La ricerca dei beni da pignorare, introdotta dal d.l. n. 132/2014 (cfr. art. 492-bis c.p.c.) e ancora  inattuabile mancando l'apposito decreto ministeriale, viene già riformata dall'attuale decreto. Viene prevista, in sostanza, la possibilità per il creditore di accedere subito alle banche dati per la ricerca dei beni da pignorare (rivolgendosi autonomamente ai gestori), senza dover attendere il decreto attuativo.
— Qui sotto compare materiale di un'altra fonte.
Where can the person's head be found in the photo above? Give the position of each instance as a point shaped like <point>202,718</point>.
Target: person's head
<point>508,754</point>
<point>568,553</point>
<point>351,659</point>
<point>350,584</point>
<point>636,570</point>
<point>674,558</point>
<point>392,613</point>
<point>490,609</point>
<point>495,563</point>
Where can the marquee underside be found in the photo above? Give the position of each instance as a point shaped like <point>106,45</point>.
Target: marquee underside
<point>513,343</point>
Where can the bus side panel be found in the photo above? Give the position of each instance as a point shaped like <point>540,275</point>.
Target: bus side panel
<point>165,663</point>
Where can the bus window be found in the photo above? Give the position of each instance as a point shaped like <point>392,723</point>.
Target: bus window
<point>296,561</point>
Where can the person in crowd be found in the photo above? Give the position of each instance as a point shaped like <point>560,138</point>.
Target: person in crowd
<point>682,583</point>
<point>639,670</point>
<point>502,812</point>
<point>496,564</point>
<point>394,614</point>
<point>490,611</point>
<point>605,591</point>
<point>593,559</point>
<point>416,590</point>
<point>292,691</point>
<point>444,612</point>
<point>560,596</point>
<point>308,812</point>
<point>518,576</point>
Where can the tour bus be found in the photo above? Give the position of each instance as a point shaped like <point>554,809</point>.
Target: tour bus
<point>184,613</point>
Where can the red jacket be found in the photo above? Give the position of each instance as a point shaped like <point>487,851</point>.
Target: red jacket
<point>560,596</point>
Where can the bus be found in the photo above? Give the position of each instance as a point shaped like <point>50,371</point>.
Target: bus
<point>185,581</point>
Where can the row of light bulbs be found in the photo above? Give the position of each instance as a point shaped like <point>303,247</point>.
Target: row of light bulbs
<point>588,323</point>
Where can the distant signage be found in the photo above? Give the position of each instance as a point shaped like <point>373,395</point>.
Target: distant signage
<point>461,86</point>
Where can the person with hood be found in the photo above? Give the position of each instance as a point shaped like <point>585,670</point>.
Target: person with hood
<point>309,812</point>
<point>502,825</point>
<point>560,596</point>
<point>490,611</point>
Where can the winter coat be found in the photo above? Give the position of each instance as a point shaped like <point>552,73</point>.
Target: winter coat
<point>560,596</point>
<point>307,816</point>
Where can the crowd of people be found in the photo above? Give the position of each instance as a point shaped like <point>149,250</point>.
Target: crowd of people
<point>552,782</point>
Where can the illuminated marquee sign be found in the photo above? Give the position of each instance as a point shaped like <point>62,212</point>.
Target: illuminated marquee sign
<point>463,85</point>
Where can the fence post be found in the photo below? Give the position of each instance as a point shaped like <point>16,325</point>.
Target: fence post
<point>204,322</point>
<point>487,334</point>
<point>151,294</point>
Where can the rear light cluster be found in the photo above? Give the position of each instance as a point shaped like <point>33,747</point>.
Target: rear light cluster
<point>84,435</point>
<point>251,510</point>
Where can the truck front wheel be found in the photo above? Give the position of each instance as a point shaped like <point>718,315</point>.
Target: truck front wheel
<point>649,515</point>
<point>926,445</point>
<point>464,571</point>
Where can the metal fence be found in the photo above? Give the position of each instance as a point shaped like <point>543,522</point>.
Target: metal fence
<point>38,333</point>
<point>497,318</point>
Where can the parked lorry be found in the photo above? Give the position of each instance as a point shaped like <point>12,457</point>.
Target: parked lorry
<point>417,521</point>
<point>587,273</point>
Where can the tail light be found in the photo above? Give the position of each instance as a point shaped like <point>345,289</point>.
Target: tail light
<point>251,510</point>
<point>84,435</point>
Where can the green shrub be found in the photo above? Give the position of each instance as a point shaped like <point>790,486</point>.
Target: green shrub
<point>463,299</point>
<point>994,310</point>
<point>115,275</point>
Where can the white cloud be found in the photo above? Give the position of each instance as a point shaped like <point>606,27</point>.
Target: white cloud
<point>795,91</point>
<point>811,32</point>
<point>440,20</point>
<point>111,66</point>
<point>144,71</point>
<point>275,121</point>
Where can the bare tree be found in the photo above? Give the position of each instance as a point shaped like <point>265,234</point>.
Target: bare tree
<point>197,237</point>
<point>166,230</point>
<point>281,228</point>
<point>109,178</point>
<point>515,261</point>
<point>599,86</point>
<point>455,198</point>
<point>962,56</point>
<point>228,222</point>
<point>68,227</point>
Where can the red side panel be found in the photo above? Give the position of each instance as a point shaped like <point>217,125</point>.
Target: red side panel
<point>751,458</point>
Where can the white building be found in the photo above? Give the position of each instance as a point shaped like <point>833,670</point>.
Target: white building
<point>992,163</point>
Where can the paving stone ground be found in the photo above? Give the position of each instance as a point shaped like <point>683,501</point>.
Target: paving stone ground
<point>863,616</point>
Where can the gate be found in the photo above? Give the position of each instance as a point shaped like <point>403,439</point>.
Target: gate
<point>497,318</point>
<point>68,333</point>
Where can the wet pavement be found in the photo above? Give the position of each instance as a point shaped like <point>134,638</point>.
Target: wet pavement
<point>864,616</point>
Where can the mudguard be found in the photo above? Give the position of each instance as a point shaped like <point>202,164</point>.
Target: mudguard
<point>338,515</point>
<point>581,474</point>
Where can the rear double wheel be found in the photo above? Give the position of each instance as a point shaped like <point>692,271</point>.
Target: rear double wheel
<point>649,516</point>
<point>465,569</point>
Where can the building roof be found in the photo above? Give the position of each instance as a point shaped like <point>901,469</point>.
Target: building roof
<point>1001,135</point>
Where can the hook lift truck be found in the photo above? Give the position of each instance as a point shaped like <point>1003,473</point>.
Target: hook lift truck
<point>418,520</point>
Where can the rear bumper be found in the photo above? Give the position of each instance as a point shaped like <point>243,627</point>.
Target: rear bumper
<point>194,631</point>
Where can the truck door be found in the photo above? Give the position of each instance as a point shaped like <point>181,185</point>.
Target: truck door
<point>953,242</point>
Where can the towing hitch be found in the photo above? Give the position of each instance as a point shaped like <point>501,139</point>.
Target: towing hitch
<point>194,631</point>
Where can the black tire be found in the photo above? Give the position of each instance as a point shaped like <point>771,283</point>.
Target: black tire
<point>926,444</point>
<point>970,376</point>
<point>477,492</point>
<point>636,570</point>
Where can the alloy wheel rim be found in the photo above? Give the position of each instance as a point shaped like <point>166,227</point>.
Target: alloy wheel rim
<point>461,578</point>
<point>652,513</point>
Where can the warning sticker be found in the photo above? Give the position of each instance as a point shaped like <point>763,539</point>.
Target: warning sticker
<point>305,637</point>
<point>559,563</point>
La disposizione, prevista dall'aggiunta all'art. 155-quinquies delle disposizioni attuative del codice di procedura civile, perderà efficacia laddove il decreto ministeriale non venga adottato entro un anno dall'entrata in vigore della riforma.

 

-     Limiti al pignoramento di stipendi e pensioni

La riforma modifica anche il limite massimo del pignoramento di stipendi e pensioni di regola fissato nella misura del quinto.  

I nuovi commi aggiunti all'art. 545 c.p.c. prevedono infatti, con riferimento al pignoramento delle pensioni che le somme dovute non potranno essere pignorate “per un ammontare corrispondente alla misura massima mensile dell'assegno sociale, aumentato della metà” che la parte eccedente è pignorabile nei limiti previsti dalla legge; con riferimento agli stipendi, invece, che le somme dovute, “nel caso di accredito su conto bancario o postale intestato al debitore, possono essere pignorate, per l'importo eccedente il triplo dell'assegno sociale, quando l'accredito ha luogo in data anteriore al pignoramento”, quando invece l'accredito ha luogo “alla data del pignoramento o successivamente”, le predette somme possono essere pignorate nei limiti stabiliti dalla legge.

Il pignoramento eseguito in violazione delle suddette norme è parzialmente inefficace, e l'inefficacia è rilevata anche d'ufficio dal giudice.

La riforma interviene anche sull'art. 546 c.p.c., prevedendo un'aggiunta al primo comma secondo la quale, nel caso di accredito su conto bancario o postale intestato al debitore delle somme dovute a titolo di stipendio, pensione (o altre indennità), “gli obblighi del terzo pignorato non operano, quando l'accredito ha luogo in data anteriore al pignoramento, per un importo pari al triplo dell'assegno sociale”; quando, invece, l'accredito ha avuto luogo alla data del pignoramento o in data successiva, gli obblighi tornano ad operare nei limiti previsti dall'art. 545 c.p.c.